Sono passati 16 anni dall’11 aprile 2006, data da ricordare negli annali della storia della lotta alla mafia. Quel giorno, dopo 43 anni di latitanza, veniva arrestato Bernardo Provenzano, l’ultimo capomafia corleonese.
Nicolò Nicolosi, sindaco di Corleone, ricorda l’avvenimento. “Quel giorno – afferma il primo cittadino del comune in provincia di Palermo – mi sono sentito fortunato e insieme orgoglioso. Fortunato, perché da sindaco di Corleone avevo potuto gioire insieme alla grande maggioranza dei corleonesi per la fine della lunga latitanza di Provenzano. Orgoglioso, perché quante più volte da me sostenuto nei pubblici comizi – ossia che la mafia, almeno come noi l’abbiamo conosciuta, violenta, arrogante, stragista stava per essere sconfitta – trovava conferma nell’arresto di Provenzano, la cui lunga latitanza sembrava dar ragione a quanti sostenevano che Cosa nostra fosse invincibile”.

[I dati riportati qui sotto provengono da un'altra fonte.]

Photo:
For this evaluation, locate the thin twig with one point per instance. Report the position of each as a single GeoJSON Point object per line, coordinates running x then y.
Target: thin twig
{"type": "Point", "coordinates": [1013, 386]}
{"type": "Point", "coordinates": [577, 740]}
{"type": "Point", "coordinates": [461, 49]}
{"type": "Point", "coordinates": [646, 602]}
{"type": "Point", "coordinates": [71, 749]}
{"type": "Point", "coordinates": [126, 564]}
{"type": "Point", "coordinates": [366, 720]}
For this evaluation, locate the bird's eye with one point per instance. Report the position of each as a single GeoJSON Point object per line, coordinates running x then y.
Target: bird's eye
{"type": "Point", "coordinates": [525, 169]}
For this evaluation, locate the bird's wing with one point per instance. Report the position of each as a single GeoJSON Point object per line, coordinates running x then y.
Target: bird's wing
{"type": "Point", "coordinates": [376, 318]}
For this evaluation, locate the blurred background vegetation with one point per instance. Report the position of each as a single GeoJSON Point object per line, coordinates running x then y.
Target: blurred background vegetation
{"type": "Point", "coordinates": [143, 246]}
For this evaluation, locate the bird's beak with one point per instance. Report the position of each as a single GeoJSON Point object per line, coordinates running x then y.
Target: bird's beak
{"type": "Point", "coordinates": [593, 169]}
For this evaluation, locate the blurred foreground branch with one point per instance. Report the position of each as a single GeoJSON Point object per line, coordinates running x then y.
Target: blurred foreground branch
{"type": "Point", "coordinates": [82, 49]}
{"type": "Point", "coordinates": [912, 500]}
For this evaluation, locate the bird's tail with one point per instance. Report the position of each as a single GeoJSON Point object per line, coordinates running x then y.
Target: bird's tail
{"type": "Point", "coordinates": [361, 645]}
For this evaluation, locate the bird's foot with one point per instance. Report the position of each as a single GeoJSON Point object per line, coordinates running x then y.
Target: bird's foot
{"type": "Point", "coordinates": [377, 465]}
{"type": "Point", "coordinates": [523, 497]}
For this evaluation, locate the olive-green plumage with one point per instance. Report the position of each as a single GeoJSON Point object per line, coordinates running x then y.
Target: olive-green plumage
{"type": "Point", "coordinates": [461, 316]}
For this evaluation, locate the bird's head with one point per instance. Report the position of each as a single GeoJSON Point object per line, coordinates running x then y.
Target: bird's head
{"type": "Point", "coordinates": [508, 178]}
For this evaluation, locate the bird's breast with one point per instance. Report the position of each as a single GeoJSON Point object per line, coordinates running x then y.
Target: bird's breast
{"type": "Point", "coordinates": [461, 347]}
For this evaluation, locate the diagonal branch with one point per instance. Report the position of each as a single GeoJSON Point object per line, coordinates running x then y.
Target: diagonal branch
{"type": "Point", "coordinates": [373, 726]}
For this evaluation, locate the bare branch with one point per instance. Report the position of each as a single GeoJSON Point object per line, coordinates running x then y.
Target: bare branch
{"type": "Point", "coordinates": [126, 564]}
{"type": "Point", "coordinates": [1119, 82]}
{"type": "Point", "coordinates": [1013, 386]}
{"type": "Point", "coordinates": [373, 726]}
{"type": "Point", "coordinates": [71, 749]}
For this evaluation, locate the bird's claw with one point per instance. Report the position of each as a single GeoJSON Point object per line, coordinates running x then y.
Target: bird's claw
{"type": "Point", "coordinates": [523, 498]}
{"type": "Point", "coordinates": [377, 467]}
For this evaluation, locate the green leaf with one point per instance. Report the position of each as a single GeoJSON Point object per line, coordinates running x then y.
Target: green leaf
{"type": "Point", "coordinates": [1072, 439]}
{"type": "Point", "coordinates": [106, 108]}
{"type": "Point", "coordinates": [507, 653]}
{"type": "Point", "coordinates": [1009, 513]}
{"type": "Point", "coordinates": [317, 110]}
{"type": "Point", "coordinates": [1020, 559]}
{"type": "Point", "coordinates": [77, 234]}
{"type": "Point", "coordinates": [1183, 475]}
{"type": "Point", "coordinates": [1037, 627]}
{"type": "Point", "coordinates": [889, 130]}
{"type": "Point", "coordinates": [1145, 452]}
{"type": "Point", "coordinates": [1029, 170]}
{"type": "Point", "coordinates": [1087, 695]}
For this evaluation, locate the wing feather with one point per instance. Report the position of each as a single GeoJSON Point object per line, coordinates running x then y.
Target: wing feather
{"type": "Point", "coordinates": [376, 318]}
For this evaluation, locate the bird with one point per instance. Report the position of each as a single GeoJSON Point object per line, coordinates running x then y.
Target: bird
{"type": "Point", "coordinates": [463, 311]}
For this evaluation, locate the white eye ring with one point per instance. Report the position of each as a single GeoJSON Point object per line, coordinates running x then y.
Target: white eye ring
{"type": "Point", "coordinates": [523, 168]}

Aggiunge Nicolosi: “Da quel giorno, prima nei ragazzi e poi nelle persone più anziane, ho letto, guardandone il viso e gli occhi, sprigionarsi una luce sempre più viva. Era ed è il segno di una speranza rinata, il frutto di una ritrovata libertà. Speranza e libertà – conclude il sindaco di Corleone – che ognuno di noi ha il dovere di alimentare perché i prossimi anni, i prossimi decenni siano per Corleone, per i corleonesi e per tutti i siciliani, anni di progresso, crescita e sviluppo economico. Anni da vivere in libertà e per la libertà”.
Bernardo Provenzano, capo di Cosa Nostra fin dal 1993 ovvero dall’arresto di Riina, già uno dei tre triumviri alla guida della mafia siciliana anche prima, è morto il 13 luglio 2016 in ospedale a Milano a seguito di una malattia.
La primula rossa venne arrestata in un casolare di Corleone non distante dalla sua abitazione l’11 aprile del 2006. È rimasto al 41 bis in carcere per 8 anni fino al 9 aprile 2014 quando venne ricoverato, sempre in regime carcerario, all’ospedale San Paolo di Milano proveniente dal centro clinico carcerario di Parma. Lì è rimasto fino alla morte.